War es ein Unfall – oder hat die Ehefrau doch mit einem Stoß nachgeholfen?
Vor den Ohren des kleinen Sohnes der Familie wird ein psychologisch komplexes Machtgefüge zwischen den beiden Ehepartnern rekonstruiert. Der Mann stand im Schatten seiner erfolgreichen Frau, grausame Konflikte bis hin zu Handgreiflichkeiten sind die Folge. Eine geheime Tonbandaufzeichnung dokumentiert die ehelichen Auseinandersetzungen und belastet die Frau schwer.
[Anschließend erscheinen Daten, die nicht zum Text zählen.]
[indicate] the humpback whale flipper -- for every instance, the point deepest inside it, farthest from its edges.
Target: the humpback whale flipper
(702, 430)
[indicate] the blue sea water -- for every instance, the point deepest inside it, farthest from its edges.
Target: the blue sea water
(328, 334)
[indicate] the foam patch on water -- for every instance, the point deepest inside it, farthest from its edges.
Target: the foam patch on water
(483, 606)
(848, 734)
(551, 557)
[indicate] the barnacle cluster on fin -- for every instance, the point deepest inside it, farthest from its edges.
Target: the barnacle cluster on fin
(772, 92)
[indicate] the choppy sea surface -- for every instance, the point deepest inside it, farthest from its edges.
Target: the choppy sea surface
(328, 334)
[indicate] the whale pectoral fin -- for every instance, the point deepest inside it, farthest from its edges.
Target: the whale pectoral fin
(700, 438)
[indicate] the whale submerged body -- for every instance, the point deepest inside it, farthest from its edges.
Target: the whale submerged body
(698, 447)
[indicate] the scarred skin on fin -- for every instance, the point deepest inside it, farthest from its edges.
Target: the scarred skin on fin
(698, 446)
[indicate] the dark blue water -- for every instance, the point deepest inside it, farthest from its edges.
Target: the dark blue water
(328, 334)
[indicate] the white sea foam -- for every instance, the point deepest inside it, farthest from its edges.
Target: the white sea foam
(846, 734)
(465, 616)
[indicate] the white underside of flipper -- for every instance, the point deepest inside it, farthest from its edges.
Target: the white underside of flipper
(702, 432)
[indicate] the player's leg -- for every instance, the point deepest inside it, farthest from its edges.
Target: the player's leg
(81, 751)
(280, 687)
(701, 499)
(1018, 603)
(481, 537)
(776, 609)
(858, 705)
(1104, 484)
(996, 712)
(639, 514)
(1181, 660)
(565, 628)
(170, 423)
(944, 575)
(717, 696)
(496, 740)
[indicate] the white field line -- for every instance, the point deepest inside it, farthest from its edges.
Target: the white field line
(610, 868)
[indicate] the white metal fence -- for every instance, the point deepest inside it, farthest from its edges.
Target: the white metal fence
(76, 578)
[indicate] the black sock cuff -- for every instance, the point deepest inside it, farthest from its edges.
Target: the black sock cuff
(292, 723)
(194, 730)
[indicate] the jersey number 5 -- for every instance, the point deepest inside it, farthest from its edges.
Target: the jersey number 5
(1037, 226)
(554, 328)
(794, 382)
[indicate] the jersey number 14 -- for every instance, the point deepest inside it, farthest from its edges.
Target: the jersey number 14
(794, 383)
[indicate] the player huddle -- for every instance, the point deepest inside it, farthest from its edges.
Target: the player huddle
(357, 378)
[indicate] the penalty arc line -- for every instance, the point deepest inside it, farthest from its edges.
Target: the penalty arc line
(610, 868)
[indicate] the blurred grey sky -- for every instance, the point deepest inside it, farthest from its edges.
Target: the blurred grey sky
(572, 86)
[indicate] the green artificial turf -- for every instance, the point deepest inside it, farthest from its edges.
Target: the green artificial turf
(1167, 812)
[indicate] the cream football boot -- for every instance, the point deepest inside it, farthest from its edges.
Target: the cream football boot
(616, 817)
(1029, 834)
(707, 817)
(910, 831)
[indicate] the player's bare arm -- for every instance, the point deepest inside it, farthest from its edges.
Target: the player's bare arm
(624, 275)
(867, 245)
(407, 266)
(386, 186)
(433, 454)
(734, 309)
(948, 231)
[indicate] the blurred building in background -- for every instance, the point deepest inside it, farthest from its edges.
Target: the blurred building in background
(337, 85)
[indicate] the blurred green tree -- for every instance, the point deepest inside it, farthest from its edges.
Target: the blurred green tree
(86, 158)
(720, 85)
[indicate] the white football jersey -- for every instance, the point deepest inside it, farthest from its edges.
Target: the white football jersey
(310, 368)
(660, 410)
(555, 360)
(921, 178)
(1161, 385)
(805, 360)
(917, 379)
Justine Triet spitzt den Konflikt zu einem spannenden Gerichtssaalthriller zu, in dem nicht nur ein Mord, sondern auch das Scheitern einer Beziehung im Mittelpunkt steht. Sandra Hüller ist umwerfend in ihrer Rolle als deutsche Erfolgsautorin mit mangelnden Sprachkenntnissen vor einem französischen Gericht. Bis zum Schluss bleibt sie eine ambivalente Figur, deren Vielschichtigkeit Triet zum packenden Porträt verdichtet.
Doppelrolle
Überhaupt bewies Sandra Hüller, berühmt geworden mit „Toni Erdmann“, bei der Wahl ihrer Rollen ein goldenes Händchen. Gleich zweimal war sie in tollen Rollen in Cannes zu sehen: Neben Triets „Anatomie eines Sturzes“ spielte sie auch in Jonathan Glazers kühler Holocaust-Studie „The Zone of Interest“. Hüller verkörpert die Nazi-Ehefrau von Auschwitz-Lagerkommandant Rudolf Höß und bemüht sich um ein „normales“ Familienleben im Schatten des Vernichtungslagers.
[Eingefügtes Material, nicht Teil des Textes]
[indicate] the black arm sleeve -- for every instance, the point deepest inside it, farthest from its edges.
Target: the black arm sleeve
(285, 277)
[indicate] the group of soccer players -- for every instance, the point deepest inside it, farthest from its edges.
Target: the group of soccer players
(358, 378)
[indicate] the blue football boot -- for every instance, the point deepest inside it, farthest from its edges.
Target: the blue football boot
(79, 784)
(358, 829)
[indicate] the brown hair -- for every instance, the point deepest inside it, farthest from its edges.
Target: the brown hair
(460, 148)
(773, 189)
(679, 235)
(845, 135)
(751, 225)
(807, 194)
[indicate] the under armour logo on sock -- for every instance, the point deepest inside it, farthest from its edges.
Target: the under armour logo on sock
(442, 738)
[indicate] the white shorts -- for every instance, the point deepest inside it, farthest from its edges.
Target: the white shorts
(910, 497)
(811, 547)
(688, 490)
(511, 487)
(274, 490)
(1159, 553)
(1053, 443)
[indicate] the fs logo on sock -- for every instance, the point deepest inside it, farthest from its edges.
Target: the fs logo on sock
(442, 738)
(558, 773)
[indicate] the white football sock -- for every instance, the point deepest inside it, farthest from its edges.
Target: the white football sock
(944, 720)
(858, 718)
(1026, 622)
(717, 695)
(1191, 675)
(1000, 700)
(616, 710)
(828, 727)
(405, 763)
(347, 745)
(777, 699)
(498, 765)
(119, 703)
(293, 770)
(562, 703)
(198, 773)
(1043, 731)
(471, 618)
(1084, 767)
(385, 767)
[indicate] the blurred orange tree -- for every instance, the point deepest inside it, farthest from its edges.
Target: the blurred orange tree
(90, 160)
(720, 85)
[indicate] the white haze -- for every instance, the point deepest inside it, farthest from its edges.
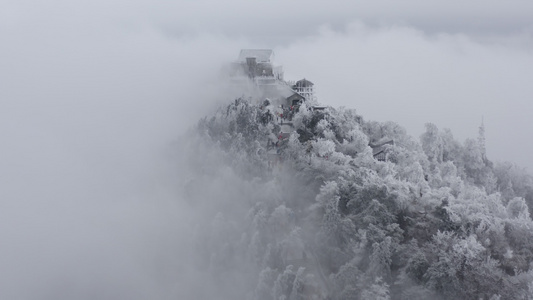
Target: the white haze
(93, 95)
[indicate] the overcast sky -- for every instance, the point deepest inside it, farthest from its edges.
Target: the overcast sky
(91, 92)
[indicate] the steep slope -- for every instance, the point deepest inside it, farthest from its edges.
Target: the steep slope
(311, 214)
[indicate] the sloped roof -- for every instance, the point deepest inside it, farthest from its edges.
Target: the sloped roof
(303, 83)
(261, 55)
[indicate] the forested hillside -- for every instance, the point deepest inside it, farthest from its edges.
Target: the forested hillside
(313, 215)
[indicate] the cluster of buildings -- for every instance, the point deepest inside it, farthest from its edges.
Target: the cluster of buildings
(256, 71)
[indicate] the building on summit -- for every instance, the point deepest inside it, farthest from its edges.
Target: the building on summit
(256, 71)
Der britische Filmregisseur Jonathan Glazer war als aussichtsreicher Kandidat für die Goldene Palme gehandelt worden, musste sich aber mit dem Großen Preis der Jury begnügen.
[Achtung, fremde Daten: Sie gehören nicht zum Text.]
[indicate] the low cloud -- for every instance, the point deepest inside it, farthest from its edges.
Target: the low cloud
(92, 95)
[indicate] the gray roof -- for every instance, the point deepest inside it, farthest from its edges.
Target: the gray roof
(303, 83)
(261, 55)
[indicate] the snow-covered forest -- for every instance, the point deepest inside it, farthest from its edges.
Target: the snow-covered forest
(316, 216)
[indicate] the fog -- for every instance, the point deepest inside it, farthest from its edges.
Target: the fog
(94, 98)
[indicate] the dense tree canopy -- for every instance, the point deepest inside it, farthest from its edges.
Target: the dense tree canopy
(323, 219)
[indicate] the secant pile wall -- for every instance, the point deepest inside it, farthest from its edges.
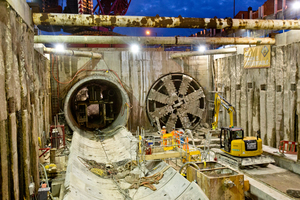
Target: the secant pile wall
(136, 71)
(24, 101)
(265, 99)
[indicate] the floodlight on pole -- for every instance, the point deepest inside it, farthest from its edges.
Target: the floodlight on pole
(296, 5)
(201, 48)
(134, 48)
(59, 47)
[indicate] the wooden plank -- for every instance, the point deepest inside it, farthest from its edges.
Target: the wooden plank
(168, 154)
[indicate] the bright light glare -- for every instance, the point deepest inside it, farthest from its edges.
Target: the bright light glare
(296, 5)
(201, 48)
(59, 47)
(134, 48)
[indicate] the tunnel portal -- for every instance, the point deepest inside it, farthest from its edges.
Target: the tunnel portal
(96, 103)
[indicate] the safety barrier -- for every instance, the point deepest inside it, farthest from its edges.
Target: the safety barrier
(288, 147)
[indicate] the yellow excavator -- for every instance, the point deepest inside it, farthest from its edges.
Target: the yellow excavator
(236, 148)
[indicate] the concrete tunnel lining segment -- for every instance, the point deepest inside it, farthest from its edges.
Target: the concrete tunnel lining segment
(119, 100)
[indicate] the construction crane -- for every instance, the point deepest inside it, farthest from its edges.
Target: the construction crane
(235, 147)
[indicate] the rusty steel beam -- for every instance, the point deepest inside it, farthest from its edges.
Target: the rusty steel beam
(207, 52)
(160, 22)
(150, 40)
(73, 53)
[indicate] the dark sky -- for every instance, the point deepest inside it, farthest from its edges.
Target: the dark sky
(185, 8)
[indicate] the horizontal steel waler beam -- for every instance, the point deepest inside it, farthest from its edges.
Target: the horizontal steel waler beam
(207, 52)
(150, 40)
(73, 53)
(161, 22)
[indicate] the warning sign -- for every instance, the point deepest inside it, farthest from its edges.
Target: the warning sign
(257, 57)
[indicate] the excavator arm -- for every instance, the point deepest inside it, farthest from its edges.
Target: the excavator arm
(219, 100)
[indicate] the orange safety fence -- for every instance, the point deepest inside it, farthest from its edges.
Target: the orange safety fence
(288, 147)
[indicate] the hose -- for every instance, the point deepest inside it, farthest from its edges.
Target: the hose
(45, 175)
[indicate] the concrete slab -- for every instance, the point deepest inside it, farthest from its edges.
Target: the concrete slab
(83, 184)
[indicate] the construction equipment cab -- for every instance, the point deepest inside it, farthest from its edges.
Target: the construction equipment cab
(236, 144)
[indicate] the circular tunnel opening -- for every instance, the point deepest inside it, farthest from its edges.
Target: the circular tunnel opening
(96, 103)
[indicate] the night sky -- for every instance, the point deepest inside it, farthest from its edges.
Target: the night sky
(185, 8)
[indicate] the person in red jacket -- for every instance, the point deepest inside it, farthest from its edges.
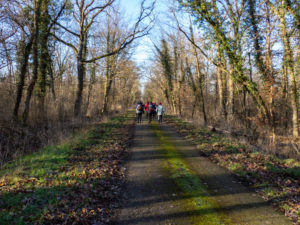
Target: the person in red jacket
(147, 109)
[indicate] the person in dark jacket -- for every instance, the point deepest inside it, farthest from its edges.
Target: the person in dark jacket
(139, 111)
Die österreichische Filmemacherin Jessica Hausner und ihr Radikal-Diät-Drama „Club Zero“ gingen gänzlich leer aus. Auch die internationale Kritik hatte auf Hausners formschöne, distanziert-ironische Gesellschaftssatire gespalten reagiert.
Den Preis der Jury erhielt dafür Regisseur Aki Kaurismäki. Der Kult-Finne wurde für seine melancholisch-nostalgische Comeback-Tragikomödie „Fallen Leaves“ ausgezeichnet.
Ähnlich wie Sandra Hüller war auch der Deutsche Wim Wenders im Doppelpack in Cannes erschienen. „Wim Wönderss“, wie die Franzosen gerne sagen, präsentierte nicht nur einen, sondern gleich zwei neue Filme.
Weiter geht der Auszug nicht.